From a 2022 Run a ML quality plot, accumulated over 9 LSs, in the ECAL DQM from the AE model, b The digi occupancy plot accumulated over all the LSs in the full run from the online DQM, and c PU-corrected average occupancy map for several runs in 2022

During the MLDQM deployment, it has been observed that the AE can catch new problematic towers with transient anomalous behaviors, which are hard to detect and can be missed by the existing DQM software and plots. Figure 19a shows an AE quality plot with two towers in EB+08 marked in red. Figure 19b shows the total digi occupancy map accumulated over all LSs from the entire run in the online DQM. Here, Tower 1 is visible with very low occupancy compared to other towers, indicating that it is a persistent zero occupancy tower. On the other hand, the faint visibility of Tower 2 reflects that it likely had zero occupancy in several LSs but not in all, possibly corresponding to a transient anomaly. This feature is also observed in the occupancy map averaged over several runs in Run 3, e.g., see Fig. 19c. The low occupancy of Tower 2 in this offline-produced plot implies that the tower indeed had zero occupancy for many LSs in these runs. It is not a random occurrence as in the case of single-event upsets [24] that frequently happen in the detector and are recovered quickly.

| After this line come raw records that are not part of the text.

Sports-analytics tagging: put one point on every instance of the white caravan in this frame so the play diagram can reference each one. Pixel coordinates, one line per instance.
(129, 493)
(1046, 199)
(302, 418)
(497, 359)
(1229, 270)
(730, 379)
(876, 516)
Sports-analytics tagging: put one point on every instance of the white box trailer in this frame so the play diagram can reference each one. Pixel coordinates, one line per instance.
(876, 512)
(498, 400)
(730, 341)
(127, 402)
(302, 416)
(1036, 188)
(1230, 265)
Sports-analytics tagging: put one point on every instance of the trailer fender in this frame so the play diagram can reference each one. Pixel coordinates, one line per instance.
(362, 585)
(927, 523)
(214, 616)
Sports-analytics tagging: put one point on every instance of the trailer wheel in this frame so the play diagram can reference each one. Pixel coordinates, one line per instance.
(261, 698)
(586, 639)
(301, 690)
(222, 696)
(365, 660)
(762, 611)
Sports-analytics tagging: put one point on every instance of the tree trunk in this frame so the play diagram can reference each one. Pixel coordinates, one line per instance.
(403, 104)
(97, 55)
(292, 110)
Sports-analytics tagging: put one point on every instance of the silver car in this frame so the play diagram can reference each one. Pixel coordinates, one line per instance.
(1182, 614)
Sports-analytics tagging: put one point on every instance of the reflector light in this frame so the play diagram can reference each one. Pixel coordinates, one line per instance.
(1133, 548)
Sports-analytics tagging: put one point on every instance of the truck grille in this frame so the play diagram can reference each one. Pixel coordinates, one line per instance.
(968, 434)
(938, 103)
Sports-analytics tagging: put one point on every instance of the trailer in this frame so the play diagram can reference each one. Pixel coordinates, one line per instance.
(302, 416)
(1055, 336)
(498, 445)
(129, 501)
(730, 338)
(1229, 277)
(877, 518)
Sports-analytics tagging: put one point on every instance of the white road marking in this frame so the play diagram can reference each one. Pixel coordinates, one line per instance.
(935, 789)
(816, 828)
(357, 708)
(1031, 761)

The ability of the AE to identify degrading channels can be of immense use to detector experts when monitoring the health of the ECAL. MLDQM can be used to keep track of how often a particular tower is flagged as bad by the AE, and a threshold can be defined with this frequency to mask the transient tower proactively.

Summary

An Autoencoder (AE)-based anomaly detection and localization system has been successfully developed, tested, and deployed for the CMS electromagnetic calorimeter (ECAL) barrel and endcaps using semi-supervised machine learning.

Occupancy histograms from the ECAL processed as images are used as the input to the network after normalizing the histograms with respect to pileup. Correction strategies are implemented that utilize the variations in the detector response and the time-dependent nature of anomalies. A novel application of the spatial and time corrections yields an order of magnitude improvement in the AE performance. Anomaly tagging thresholds chosen at an estimated anomaly tagging rate of 99% are obtained from validation data sets with fake anomalies introduced. In further validations on real anomalies from 2018 and 2022 CMS runs, the AE-based anomaly detection system is able to spot anomalies of various shapes, sizes, and locations in the detector at a tower-level granularity using a single threshold for each part, e.g., the barrel, of the ECAL. The deployment of the AE-based system in the Data Quality Monitoring (DQM) workflow for LHC Run 3 shows that the system performs well in detecting anomalies, as well as identifying degrading channels that are missed by the existing DQM plots. The AE-based DQM system complements and strengthens the existing DQM by helping detector experts make more accurate decisions and reduce false alarms. The anomaly detection system using machine learning described in this paper can be generalized and adapted not only to other subsystems of the CMS detector but also to other particle physics experiments for anomaly detection and data quality monitoring.